Quella che all’inizio del 2007 sembrava una curiosa, seppur intelligente, osservazione, negli ultimi 5 anni si è evoluta in un ambizioso progetto di ricerca. Dopo esserci imbattuti in molte altre coincidenze, alla fine del 2007 abbiamo proposto, come possibile applicazione dell’h-principio, una linea di attacco a una congettura del 1949 avanzata da Lars Onsager in un suo celebre lavoro sulla teoria della turbolenza. La congettura afferma l’esistenza di soluzioni delle equazioni di Eulero che dissipano l’energia cinetica ma che sono continue, con esponente di Hölder minore di \(\frac 1 3\). Dopo quattro anni di duro lavoro siamo finalmente riusciti a dimostrare che soluzioni continue dissipative effettivamente esistono e all’inizio di maggio abbiamo anche raggiunto la regolarità Hölder: il nostro esponente per ora è \(\frac {1}{10}\), un numero di tutto rispetto come primo tentativo (a novembre un brillante dottorando di Princeton ha migliorato nella sua tesi i nostri metodi spostando la soglia a \(\frac {1}{5}\)).
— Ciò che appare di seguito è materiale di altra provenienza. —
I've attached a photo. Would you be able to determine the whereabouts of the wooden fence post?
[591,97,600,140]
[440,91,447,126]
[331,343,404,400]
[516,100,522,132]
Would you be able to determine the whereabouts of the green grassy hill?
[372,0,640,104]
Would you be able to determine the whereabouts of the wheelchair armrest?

Spero di non aver fatto una lista della spesa. Mi premerebbe convincere la comunità che i nostri risultati non sono cosí strani come sembrano a prima vista, ma che anzi presentano “indizi” sulla correttezza di molte considerazioni dei fisici sulla teoria della turbolenza, anche da un rigoroso punto di vista matematico e non solo da quello fenomenologico. Il problema è che i nostri risultati sono difficili da inquadrare nell’ottica della classica letteratura sulle equazioni alle derivate parziali. Il verbo imperante è “mostrare la buona positura” e i nostri fanno tutto il contrario: otteniamo tante, troppe soluzioni. Inoltre l’analista classico vuole le “stime hard” e fino a qualche anno fa le stime dei nostri lavori erano troppo “soft”; il vero duro è quello che ha la stima piú lunga. Almeno questo aspetto frivolo è migliorato negli ultimi due lavori sulle soluzioni continue: nessuno che abbia gettato uno sguardo serio agli ultimi scritti può contestarci la presenza di decine di stime lunghe e complicate.
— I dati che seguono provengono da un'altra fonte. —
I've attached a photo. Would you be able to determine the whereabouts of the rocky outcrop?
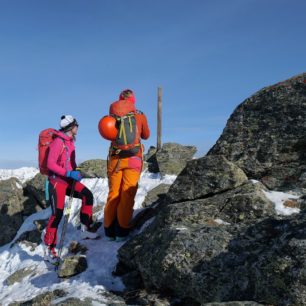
[78,159,107,178]
[117,74,306,306]
[167,155,248,203]
[0,178,41,246]
[208,73,306,190]
[9,289,126,306]
[119,183,306,305]
[146,143,197,175]
[142,184,171,207]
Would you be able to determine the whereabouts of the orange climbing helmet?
[98,116,118,141]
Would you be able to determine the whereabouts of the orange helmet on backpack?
[98,116,118,141]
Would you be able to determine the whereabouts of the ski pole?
[55,181,75,270]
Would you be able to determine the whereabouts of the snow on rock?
[0,167,39,183]
[0,168,176,306]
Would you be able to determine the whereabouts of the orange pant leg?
[117,168,141,228]
[104,159,123,228]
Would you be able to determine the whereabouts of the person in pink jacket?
[43,115,98,263]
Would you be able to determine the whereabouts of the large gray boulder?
[119,182,306,305]
[146,143,197,175]
[78,159,107,178]
[9,289,126,306]
[0,177,40,246]
[208,73,306,189]
[167,155,248,203]
[58,255,87,277]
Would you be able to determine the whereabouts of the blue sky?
[0,0,306,168]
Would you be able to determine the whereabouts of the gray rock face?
[142,184,170,207]
[0,178,39,246]
[58,255,87,277]
[147,143,197,175]
[167,155,248,203]
[119,183,306,305]
[208,73,306,189]
[9,289,126,306]
[78,159,107,178]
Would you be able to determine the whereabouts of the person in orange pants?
[104,89,150,241]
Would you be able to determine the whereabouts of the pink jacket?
[47,132,76,177]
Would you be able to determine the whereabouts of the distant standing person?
[104,89,150,241]
[43,115,98,263]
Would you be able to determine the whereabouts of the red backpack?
[110,100,141,157]
[38,128,58,175]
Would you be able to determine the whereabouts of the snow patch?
[263,190,300,216]
[0,167,39,183]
La giornata di giovedí è stata piuttosto pesante e la stanchezza si fa sentire ancor di piú durante l’ultimo giorno: tengo fede al proposito di evitare le conferenze piú vicine ai miei temi di ricerca, ma non ne ricavo granché. Come mi è successo molte altre volte, la mia speranza di vedere Gromov è rimasta delusa: avrebbe dovuto chiudere il congresso ma ha poi cancellato il suo intervento per motivi di salute. Al pomeriggio decido di saltare la cerimonia di chiusura per fare una visita all’ex fabbrica di Oskar Schindler…Bisogna pur concedere qualcosa al turismo di massa prima di tornare a casa.